Legalisation of documents from Turkey for use in the Netherlands

You can use certain documents from Turkey immediately in the Netherlands. Other documents need to be legalised first by the Turkish authorities. This is done with a special stamp called an apostille.

Who can have documents legalised?

Anyone who has one or more documents from Turkey can have them legalised for use in any part of the Kingdom of the Netherlands:

  • the European part of the Netherlands
  • Aruba
  • Bonaire
  • Curaçao
  • Saba
  • St Eustatius
  • St Maarten

Requirements for your document

Your document must be original and complete. If the document refers to other documents or annexes, these must be included.

Translation of your document

If your document is not in English, French, German or Dutch you might need to have it translated. The following rules apply:

  • Your document must be translated by a sworn translator.
  • It must be translated into English, French, German or Dutch.
  • If the sworn translator is registered outside the Netherlands, you must also have the translation legalised.

Multilingual extracts from civil status records do not need to be translated. A multilingual extract is a standard form in 9 languages.

Where to get your documents

The most common documents are extracts from civil status records:

  • an official copy of a birth certificate
  • a certificate of unmarried status (vukuatlı nüfus kayıt örneği)
  • an official copy of a marriage certificate
  • an official copy of a divorce certificate
  • an official copy of a death certificate

You can get these documents from the civil status records office (nüfus idaresi/nüfus müdürlüğü) in the district of registration.

Other documents

Ask the Turkish authorities where you can get the documents you need.

Which documents do not need to be legalised?

The following documents do not need to be legalised for use in the Kingdom of the Netherlands:

  • all official copies and extracts of civil status records. This includes multilingual civil status record extracts
  • documents drawn up by diplomatic or consular agents
  • certificates proving that you are legally allowed to get married (capacity to marry)
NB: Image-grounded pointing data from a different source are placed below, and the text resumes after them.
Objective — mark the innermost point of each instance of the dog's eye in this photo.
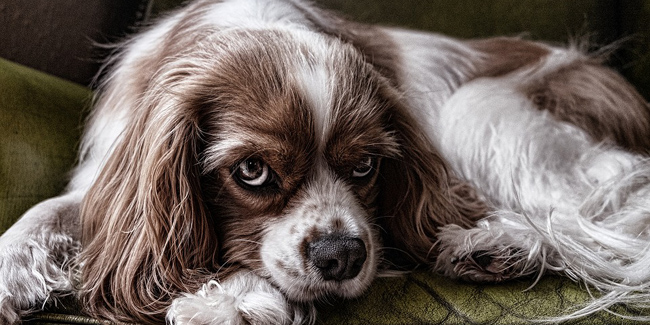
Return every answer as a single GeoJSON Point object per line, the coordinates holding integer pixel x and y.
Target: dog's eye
{"type": "Point", "coordinates": [253, 172]}
{"type": "Point", "coordinates": [365, 167]}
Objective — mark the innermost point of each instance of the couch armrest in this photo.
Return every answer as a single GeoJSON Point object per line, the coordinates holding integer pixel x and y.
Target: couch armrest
{"type": "Point", "coordinates": [40, 126]}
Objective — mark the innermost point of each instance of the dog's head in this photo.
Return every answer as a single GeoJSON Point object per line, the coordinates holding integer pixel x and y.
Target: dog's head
{"type": "Point", "coordinates": [281, 151]}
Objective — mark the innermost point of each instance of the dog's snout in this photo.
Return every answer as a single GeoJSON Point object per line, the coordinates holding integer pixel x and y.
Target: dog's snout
{"type": "Point", "coordinates": [337, 257]}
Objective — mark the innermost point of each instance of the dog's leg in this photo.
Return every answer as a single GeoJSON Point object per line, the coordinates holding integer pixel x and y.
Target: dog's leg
{"type": "Point", "coordinates": [243, 298]}
{"type": "Point", "coordinates": [36, 254]}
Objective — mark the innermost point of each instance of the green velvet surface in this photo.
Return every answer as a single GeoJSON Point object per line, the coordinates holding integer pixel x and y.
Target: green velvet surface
{"type": "Point", "coordinates": [425, 298]}
{"type": "Point", "coordinates": [39, 130]}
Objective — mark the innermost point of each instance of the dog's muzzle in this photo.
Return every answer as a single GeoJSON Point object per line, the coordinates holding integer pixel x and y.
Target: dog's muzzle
{"type": "Point", "coordinates": [337, 257]}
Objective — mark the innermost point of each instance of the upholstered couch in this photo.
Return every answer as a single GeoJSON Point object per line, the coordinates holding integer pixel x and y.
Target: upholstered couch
{"type": "Point", "coordinates": [42, 109]}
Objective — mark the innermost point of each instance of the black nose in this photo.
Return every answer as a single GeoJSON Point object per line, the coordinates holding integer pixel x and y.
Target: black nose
{"type": "Point", "coordinates": [337, 257]}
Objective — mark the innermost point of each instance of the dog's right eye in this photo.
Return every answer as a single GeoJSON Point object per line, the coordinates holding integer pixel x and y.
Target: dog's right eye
{"type": "Point", "coordinates": [253, 172]}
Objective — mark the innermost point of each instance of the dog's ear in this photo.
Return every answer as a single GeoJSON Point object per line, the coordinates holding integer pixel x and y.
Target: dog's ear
{"type": "Point", "coordinates": [419, 193]}
{"type": "Point", "coordinates": [146, 229]}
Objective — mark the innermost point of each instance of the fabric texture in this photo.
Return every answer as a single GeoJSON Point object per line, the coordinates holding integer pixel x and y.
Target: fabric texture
{"type": "Point", "coordinates": [40, 125]}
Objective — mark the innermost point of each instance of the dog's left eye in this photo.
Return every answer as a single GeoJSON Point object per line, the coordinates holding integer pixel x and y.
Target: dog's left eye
{"type": "Point", "coordinates": [365, 167]}
{"type": "Point", "coordinates": [253, 172]}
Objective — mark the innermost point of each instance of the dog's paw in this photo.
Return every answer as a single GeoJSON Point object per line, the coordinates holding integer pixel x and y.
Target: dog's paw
{"type": "Point", "coordinates": [32, 271]}
{"type": "Point", "coordinates": [480, 255]}
{"type": "Point", "coordinates": [242, 299]}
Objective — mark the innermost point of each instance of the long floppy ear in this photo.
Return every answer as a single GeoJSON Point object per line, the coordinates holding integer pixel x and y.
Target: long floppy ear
{"type": "Point", "coordinates": [146, 230]}
{"type": "Point", "coordinates": [419, 194]}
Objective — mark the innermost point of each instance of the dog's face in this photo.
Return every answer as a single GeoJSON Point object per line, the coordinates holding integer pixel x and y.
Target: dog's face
{"type": "Point", "coordinates": [296, 130]}
{"type": "Point", "coordinates": [280, 151]}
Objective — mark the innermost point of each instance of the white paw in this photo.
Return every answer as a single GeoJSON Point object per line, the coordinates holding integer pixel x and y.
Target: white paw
{"type": "Point", "coordinates": [242, 299]}
{"type": "Point", "coordinates": [481, 255]}
{"type": "Point", "coordinates": [31, 273]}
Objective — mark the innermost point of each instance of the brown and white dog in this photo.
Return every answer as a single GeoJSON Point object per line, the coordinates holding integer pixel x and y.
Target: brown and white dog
{"type": "Point", "coordinates": [247, 157]}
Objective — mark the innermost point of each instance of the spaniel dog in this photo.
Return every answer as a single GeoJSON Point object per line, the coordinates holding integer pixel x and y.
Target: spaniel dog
{"type": "Point", "coordinates": [246, 158]}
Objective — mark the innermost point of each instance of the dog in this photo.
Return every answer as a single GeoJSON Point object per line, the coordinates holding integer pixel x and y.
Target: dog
{"type": "Point", "coordinates": [246, 158]}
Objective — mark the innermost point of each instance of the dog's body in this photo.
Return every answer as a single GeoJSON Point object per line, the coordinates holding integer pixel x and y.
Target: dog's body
{"type": "Point", "coordinates": [257, 155]}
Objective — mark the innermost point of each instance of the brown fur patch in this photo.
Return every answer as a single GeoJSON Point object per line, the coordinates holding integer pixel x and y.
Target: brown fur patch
{"type": "Point", "coordinates": [598, 100]}
{"type": "Point", "coordinates": [502, 55]}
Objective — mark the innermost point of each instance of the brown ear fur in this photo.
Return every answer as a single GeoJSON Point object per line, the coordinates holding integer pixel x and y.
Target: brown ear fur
{"type": "Point", "coordinates": [419, 194]}
{"type": "Point", "coordinates": [146, 231]}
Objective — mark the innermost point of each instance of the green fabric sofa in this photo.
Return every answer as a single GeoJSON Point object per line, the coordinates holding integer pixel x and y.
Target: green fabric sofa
{"type": "Point", "coordinates": [41, 117]}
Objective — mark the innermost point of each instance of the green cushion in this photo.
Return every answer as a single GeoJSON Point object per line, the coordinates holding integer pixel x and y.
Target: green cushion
{"type": "Point", "coordinates": [425, 298]}
{"type": "Point", "coordinates": [40, 118]}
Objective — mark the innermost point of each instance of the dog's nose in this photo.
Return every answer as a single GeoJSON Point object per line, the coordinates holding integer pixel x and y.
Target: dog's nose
{"type": "Point", "coordinates": [337, 257]}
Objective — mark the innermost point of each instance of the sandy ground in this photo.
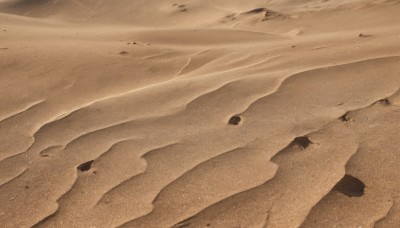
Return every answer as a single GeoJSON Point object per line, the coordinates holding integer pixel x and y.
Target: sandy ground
{"type": "Point", "coordinates": [200, 113]}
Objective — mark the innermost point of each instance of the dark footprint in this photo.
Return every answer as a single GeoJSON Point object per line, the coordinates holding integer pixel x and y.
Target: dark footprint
{"type": "Point", "coordinates": [344, 118]}
{"type": "Point", "coordinates": [85, 166]}
{"type": "Point", "coordinates": [303, 142]}
{"type": "Point", "coordinates": [350, 186]}
{"type": "Point", "coordinates": [384, 101]}
{"type": "Point", "coordinates": [235, 120]}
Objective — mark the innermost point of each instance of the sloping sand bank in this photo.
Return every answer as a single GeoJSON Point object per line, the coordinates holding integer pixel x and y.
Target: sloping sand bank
{"type": "Point", "coordinates": [207, 113]}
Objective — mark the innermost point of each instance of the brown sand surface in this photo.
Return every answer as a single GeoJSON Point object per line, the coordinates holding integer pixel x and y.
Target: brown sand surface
{"type": "Point", "coordinates": [200, 113]}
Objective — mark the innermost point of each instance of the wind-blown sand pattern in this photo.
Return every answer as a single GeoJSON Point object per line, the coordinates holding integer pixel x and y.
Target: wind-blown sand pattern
{"type": "Point", "coordinates": [184, 113]}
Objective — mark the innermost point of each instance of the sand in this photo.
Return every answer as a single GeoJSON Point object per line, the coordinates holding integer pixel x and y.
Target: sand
{"type": "Point", "coordinates": [207, 113]}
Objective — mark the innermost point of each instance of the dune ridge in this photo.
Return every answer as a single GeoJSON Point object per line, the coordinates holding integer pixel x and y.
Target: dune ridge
{"type": "Point", "coordinates": [199, 113]}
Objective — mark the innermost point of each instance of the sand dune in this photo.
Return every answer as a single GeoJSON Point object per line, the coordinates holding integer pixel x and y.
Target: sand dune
{"type": "Point", "coordinates": [199, 113]}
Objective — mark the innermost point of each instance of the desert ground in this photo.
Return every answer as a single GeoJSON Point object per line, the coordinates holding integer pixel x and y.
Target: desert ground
{"type": "Point", "coordinates": [200, 113]}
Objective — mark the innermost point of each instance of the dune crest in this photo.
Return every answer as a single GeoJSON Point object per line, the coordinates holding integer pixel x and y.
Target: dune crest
{"type": "Point", "coordinates": [164, 113]}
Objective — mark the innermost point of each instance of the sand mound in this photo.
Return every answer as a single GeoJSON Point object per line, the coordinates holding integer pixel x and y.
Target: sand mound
{"type": "Point", "coordinates": [181, 113]}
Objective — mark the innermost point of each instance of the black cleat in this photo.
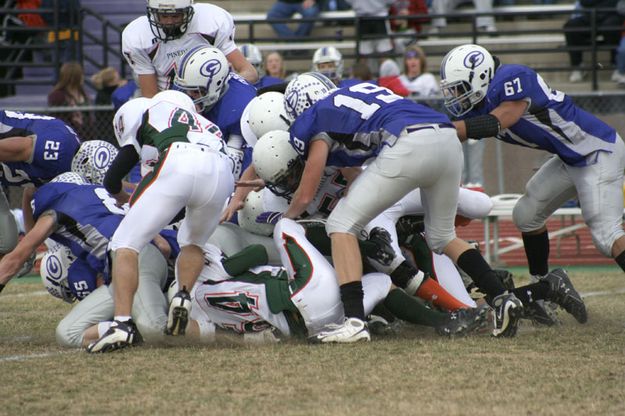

The following documents do not need to be legalised for use in the European part of the Kingdom of the Netherlands and Aruba:

  • all documents concerning:
    • legal capacity or legal family relationships
    • nationality
    • permanent or temporary place of residence
  • all documents required to get married
  • all documents required to draw up a civil status record

Which documents require an apostille?

An apostille is a stamp or sticker on your document. The following documents require a Turkish apostille:

  • documents issued by judicial authorities (for example a public prosecutor, a court registrar or a court enforcement agent)
  • administrative documents, like certificates and diplomas
  • documents drawn up by a civil-law notary
  • official certificates which are placed on documents signed by persons in their private capacity (and not drawn up by a civil-law notary)

This is not a complete list. Contact the Turkish authorities if your document is not listed.

Which documents require a different legalisation procedure?

Turkish documents relating to commercial transactions or customs formalities require a different form of legalisation. Contact the Turkish authorities to find out whether this applies to your document.

Where can you have your document legalised?

For an apostille

To get your document legalised with an apostille, contact the Turkish authorities. For details see the website of the Hague Conference on Private International Law (HCCH).

Once your document has been legalised with an apostille it can be used in the Kingdom of the Netherlands.

Assistance from the CDC in The Hague

The Consular Service Centre (CDC) cannot help you apply for documents or have documents legalised for you.

Verification of your document

The stamp or sticker on your document means only that the correct signature is on your document. Legalisation does not prove that the content is correct or that the document is authentic. A municipality in the Netherlands, the Immigration and Naturalisation Service (IND) or another authority may decide to check this.